1 tablespoon extra virgin olive oil
½ medium onion, sliced thinly
1 zucchini, cut in half, length-wise, then cut thinly into half moons
3 cups of spinach, washed, stalks removed, patted dry and chopped roughly
¼ cup fresh herbs (parsley, rosemary, and thyme), chopped finely
½ teaspoon black pepper
8 eggs, broken and whisked with about 1 tablespoon water
1 avocado, sliced

1. Preheat oven to 400 degrees.
2. Heat a medium-sized skillet on medium heat. Add the oil, heat, then lower the heat.
3. Add the onion and saute for a few minutes until translucent. Add the zucchini and cook for 2 minutes. Add the spinach and allow to soften, then toss in the herbs, salt, and pepper. Stir to combine.

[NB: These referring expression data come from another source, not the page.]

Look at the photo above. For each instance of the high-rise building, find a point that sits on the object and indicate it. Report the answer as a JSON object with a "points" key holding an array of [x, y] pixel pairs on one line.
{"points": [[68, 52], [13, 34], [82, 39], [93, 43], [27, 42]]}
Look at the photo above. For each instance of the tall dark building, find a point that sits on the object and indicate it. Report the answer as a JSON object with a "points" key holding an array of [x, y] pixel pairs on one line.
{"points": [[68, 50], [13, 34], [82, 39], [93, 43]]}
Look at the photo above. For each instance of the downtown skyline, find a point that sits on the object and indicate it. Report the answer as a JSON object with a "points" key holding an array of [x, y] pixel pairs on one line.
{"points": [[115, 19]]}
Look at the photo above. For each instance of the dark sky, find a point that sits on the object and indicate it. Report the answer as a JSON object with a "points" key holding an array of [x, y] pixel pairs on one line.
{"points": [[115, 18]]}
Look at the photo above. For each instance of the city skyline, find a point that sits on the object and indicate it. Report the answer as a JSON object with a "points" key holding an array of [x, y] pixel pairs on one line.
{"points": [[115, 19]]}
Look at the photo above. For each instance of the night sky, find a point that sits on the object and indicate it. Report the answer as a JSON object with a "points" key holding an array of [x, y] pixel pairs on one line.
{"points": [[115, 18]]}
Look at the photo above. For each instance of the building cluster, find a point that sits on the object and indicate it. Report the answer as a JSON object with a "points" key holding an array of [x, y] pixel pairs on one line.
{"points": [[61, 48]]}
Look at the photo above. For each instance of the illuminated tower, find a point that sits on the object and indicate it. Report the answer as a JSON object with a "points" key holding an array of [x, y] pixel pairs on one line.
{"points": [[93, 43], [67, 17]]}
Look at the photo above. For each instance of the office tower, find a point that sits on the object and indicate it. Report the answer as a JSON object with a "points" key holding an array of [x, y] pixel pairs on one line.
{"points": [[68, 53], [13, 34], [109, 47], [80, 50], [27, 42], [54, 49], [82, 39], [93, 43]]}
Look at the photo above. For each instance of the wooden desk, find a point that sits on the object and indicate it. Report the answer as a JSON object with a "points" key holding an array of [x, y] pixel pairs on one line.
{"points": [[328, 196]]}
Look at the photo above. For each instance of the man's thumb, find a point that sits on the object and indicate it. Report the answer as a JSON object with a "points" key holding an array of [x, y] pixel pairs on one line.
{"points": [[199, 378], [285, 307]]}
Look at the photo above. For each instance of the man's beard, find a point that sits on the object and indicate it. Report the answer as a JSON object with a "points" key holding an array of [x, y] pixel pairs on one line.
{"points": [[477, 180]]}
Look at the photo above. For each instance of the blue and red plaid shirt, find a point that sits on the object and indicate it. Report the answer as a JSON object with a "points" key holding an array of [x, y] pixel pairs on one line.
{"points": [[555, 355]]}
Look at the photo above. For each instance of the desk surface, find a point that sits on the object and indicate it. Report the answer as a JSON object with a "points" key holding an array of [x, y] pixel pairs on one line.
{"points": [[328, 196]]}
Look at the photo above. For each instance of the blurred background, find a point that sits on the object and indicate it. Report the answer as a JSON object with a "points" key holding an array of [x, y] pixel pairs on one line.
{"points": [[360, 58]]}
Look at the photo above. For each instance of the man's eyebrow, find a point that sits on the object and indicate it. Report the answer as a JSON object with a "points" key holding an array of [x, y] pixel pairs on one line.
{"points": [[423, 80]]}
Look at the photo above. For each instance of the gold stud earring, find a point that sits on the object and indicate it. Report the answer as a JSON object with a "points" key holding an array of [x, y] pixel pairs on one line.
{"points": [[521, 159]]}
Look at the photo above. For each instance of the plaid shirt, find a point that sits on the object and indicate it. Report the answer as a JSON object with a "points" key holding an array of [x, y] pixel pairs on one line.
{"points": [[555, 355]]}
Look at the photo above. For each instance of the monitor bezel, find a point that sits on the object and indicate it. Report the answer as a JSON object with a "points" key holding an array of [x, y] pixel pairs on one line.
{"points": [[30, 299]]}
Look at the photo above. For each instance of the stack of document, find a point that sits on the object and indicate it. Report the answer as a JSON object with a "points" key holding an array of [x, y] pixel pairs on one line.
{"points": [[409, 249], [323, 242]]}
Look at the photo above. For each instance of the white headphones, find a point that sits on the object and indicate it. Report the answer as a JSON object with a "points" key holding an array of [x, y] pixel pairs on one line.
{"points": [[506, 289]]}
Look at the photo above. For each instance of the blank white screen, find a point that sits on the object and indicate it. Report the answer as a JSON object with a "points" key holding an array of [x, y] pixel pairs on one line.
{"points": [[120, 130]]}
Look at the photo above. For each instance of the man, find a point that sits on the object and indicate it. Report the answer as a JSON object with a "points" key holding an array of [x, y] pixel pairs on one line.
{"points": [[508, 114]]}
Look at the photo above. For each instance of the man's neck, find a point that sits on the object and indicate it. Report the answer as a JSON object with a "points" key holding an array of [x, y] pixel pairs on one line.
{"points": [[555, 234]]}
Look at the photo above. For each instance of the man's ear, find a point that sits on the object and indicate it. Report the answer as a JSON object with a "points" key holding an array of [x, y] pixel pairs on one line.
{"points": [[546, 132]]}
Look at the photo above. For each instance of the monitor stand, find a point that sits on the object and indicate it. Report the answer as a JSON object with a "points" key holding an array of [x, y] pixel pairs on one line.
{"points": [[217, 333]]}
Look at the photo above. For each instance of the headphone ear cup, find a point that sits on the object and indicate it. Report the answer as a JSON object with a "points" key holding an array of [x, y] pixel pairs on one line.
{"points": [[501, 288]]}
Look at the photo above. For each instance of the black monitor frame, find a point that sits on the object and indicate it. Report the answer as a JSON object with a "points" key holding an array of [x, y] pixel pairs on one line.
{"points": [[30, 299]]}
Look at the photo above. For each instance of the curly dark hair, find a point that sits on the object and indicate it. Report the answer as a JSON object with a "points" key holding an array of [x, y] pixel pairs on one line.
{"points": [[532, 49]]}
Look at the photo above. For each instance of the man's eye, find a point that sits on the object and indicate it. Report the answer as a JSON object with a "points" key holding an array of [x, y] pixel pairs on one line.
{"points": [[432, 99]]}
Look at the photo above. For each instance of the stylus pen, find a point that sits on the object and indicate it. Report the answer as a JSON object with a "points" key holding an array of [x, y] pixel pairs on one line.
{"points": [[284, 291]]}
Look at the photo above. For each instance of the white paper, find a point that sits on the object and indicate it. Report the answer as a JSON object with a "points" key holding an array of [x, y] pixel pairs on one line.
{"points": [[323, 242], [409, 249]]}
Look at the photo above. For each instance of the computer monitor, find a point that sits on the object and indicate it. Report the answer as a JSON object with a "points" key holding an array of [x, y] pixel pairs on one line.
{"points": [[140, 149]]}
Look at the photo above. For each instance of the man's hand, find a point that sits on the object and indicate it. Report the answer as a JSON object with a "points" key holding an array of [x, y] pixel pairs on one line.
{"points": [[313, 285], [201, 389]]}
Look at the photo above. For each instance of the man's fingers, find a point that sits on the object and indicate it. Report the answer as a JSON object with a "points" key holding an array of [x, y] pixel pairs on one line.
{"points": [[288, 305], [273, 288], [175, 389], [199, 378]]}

4. Add in egg mixture and with a rubber spatula, go around the edge and allow some of the soft egg mixture to cook.
5. Place in the oven for about 5-7 minutes until set.
6. Cut into 4 pieces and serve with salad greens and some sliced avocado.

Serving suggestion:
To make it a meal, enjoy with a cup of soup from the 10-Day Detox Diet recipes.